I would like to make sure my SAS code is correct in identifying only the first occurrence of either of two outcomes, dka or hhs (meaning the first encounter where either outcome occurs).   I would like to also identify the first composite outcomes (where both outcomes occur in the same encounter).   Outcomes will be analyzed separately in a case control study. 


I included mock datasets samples for your convenience (MALIB.DKA_HSS_SORTA6 and malib.DKA_HHS_first) and I indicated this clearly in the attached SAS code.  Thanks! 

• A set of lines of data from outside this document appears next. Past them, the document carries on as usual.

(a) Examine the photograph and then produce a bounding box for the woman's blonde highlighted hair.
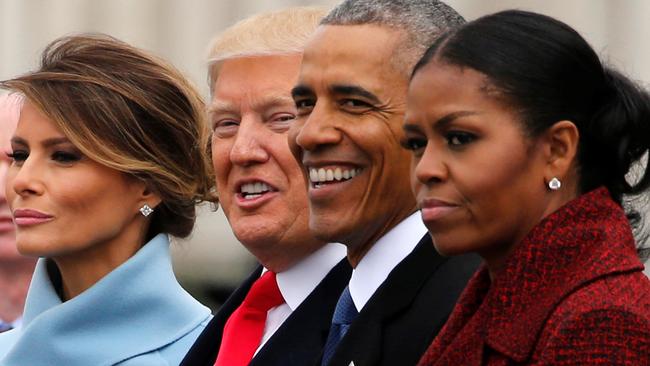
[0,35,217,237]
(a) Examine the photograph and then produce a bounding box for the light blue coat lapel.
[0,234,210,366]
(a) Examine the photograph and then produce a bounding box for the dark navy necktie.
[321,287,359,366]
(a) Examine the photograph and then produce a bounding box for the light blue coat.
[0,234,211,366]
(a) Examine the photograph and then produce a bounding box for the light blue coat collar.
[0,234,210,366]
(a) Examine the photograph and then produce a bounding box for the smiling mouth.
[239,182,276,200]
[308,168,363,188]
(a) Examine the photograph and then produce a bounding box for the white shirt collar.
[349,211,427,311]
[262,243,347,311]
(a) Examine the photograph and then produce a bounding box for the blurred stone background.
[0,0,650,307]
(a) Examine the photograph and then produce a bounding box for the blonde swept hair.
[208,7,327,93]
[0,35,217,237]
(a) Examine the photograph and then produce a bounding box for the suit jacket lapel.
[180,265,262,366]
[251,258,352,366]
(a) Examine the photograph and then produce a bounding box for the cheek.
[212,144,231,193]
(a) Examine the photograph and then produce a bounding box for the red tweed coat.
[419,188,650,366]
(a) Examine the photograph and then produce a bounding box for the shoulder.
[537,272,650,365]
[119,316,212,366]
[0,329,20,359]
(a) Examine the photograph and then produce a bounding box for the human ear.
[140,184,162,209]
[544,120,580,183]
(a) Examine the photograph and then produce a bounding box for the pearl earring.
[140,203,153,217]
[548,177,562,191]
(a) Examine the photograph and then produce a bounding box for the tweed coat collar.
[422,188,643,364]
[0,234,210,366]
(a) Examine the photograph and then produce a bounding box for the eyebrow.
[402,111,479,132]
[291,84,314,99]
[11,136,71,147]
[208,96,293,114]
[291,84,381,104]
[329,84,381,104]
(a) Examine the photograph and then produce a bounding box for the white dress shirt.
[255,243,347,354]
[349,211,427,311]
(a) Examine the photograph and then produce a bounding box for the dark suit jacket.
[318,234,480,366]
[181,258,352,366]
[420,188,650,366]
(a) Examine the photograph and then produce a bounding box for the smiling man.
[289,0,479,366]
[177,8,351,366]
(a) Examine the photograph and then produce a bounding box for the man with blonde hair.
[182,8,351,366]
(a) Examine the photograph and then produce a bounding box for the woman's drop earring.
[548,177,562,191]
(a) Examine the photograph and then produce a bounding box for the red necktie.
[214,271,284,366]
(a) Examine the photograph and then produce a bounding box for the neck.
[52,224,145,300]
[0,257,36,322]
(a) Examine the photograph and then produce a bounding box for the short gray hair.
[321,0,465,75]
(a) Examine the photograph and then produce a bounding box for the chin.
[433,239,472,257]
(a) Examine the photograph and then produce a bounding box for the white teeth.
[240,182,271,198]
[309,168,361,183]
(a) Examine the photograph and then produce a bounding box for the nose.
[296,103,343,151]
[230,117,269,166]
[6,158,45,197]
[414,140,449,185]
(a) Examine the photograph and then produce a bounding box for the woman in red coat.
[403,11,650,365]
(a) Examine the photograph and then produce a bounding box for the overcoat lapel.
[330,234,468,366]
[250,258,352,366]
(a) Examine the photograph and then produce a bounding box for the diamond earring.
[548,177,562,191]
[140,203,153,217]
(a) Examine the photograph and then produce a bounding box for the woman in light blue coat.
[0,36,216,366]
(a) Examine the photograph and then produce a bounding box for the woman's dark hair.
[413,10,650,252]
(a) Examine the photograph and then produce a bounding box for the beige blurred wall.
[0,0,650,284]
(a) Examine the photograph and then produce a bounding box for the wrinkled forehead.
[299,24,408,89]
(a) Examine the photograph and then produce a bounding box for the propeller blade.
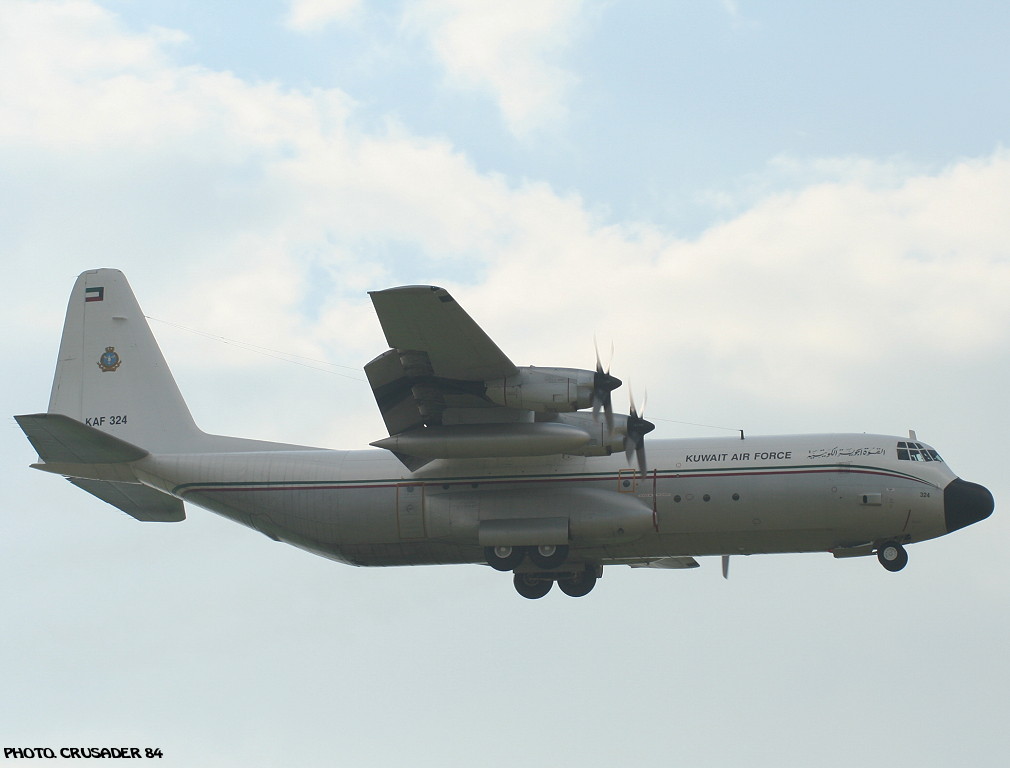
[593,335,621,435]
[624,391,655,477]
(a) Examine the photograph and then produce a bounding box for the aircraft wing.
[365,285,623,471]
[365,285,522,456]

Columns in the input dataset which only has dka and/or hhs cases based on diagnosisIDs:

  1. UniqueID: unique identifier specific to the patient.
  2. encounterID: hospital visit associated with the patient.  Each patient can have multiple encounters throughout his existence in the cohort as they were admitted/discharged multiple times.
  3. dka_event: binary 0 or 1, event occurred or not for the patient in a specific encounter.
  4. hhs_event:  binary 0 or 1, event occurred or not for the patient in a specific encounter.
  5. Discharged_date:  The date the patient was discharged for that encounter.  
  6. DiagnosisID: diagnosis_ids for either of the two outcomes: dka or hhs.  There are multiple ids for each outcome and it is possible one encounter lists multiple ids.  The IDs for either outcome are different. 
  7. Alldischarge: formatted dischaged_date.

Output dataset:

Same as above and these two addiitonal columns:

  1. Dka_date: based on alldischarged date which is the date of first occurrence
  2. HHS_date: based on alldischarged date which is the date of first occurrence

No errors in code when I ran it each step or sql.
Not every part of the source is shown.